RELATED: Ryan Hall Career Highlights
Hall, who has dealt with a string of nagging injuries and inconsistent racing results over the past three years, ran 2:04:58 to finish fourth at the 2011 Boston Marathon (the fastest time ever run by an American, but it doesn’t qualify as the American record because of the downhill, point-to-point nature of Boston’s course) and finished second to Meb Keflezighi at the 2012 U.S. Olympic Trials in Houston. Since the 2012 Trials, he’s only finished one marathon, placing 20th in 2:17:50 at this past April’s Boston Marathon. While being self-coached, he and wife Sara have led a nomadic existence, mostly bouncing between Flagtaff, Ariz., and Redding, Calif., and even training in Ethiopia this past spring prior to Boston. It is expected Hall will be based in Flagstaff, where both he and Daniels own homes, and continue preparations for a possible fall marathon.
A 2005 Stanford graduate, Hall achieved some of his best successes as a professional under coach Terrance Mahon as a member of the Mammoth Track Club from 2005-2010. In 2007, Hall became the only American ever to break 60 minutes for the half marathon, setting a still-standing American record of 59:43. Later that spring, Hall placed seventh in the London Marathon, running 2:08:24, the fastest marathon debut ever by an American. That November, he dominated the U.S. Olympic Trials at New York City’s Central Park, winning in a Trials record 2:09:02. And the following April, he ran 2:06:17 at the London Marathon, pacing fifth in the second-fastest time ever run by an American and the fastest time ever run by an American-born citizen. After third and fourth place finishes at the Boston Marathon in 2009 and 2010, Hall split from Mahon and left the Mammoth Track Club and has been largely self-coached since, minus a brief stint at the end of 2012 when he briefly worked with famed Italian coach Renato Canova.

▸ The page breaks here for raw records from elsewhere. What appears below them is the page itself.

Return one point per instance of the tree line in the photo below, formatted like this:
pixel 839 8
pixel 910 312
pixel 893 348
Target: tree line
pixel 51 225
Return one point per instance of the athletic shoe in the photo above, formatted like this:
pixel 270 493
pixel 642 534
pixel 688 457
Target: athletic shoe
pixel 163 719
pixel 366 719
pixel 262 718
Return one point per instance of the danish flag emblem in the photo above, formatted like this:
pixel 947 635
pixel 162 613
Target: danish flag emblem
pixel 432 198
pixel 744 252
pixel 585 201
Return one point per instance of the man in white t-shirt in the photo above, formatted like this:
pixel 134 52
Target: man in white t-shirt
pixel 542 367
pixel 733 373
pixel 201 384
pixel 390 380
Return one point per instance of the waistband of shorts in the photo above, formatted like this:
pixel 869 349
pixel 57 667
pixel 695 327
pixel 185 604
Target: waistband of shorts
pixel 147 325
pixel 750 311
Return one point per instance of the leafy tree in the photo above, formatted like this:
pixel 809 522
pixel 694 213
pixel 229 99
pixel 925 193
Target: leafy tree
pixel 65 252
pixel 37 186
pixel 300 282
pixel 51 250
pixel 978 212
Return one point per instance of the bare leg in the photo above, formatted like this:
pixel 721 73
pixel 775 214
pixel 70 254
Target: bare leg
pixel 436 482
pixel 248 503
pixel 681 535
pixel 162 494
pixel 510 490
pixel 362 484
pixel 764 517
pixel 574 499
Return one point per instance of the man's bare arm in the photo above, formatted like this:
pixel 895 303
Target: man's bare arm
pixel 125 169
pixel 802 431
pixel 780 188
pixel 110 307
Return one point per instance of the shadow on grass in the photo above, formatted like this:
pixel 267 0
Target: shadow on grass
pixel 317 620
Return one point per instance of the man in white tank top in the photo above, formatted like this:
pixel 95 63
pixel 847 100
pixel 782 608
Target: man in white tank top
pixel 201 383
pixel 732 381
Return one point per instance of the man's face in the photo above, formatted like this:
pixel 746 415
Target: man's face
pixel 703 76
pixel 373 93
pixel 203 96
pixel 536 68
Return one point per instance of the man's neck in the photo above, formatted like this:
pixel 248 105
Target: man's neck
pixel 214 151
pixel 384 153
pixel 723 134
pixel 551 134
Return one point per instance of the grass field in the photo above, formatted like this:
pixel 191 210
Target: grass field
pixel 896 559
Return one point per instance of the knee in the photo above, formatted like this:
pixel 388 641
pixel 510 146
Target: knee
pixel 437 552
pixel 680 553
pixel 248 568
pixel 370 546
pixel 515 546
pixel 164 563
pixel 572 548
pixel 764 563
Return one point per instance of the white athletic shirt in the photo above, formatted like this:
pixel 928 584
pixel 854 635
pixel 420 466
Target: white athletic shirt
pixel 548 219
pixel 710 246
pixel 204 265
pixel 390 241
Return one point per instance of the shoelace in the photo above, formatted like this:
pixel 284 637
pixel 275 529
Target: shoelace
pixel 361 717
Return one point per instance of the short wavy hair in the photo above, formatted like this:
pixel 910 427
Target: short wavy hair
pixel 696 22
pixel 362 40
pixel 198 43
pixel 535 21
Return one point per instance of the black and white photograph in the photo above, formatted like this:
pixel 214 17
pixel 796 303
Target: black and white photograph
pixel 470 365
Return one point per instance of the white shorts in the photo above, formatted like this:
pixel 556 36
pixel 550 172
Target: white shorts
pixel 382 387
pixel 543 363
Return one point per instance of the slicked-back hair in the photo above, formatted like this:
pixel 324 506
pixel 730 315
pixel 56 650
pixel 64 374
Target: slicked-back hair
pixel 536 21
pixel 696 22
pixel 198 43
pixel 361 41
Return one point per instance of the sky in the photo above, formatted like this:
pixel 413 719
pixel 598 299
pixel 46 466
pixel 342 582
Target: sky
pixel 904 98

Daniels, 81, has worked with a dozens of Olympic athletes over the course of his storied coaching career and authored the best-selling book, Daniels’ Running Formula, now in its third edition. Best known for his collegiate coaching success at SUNY Cortland, where he guided 30 individual Division III NCAA national champions, eight NCAA national team champions and 130 All-Americans over the course of 17 years, Daniels is now in his second year coaching the men’s and women’s cross-country teams at Wells College in Aurora, New York.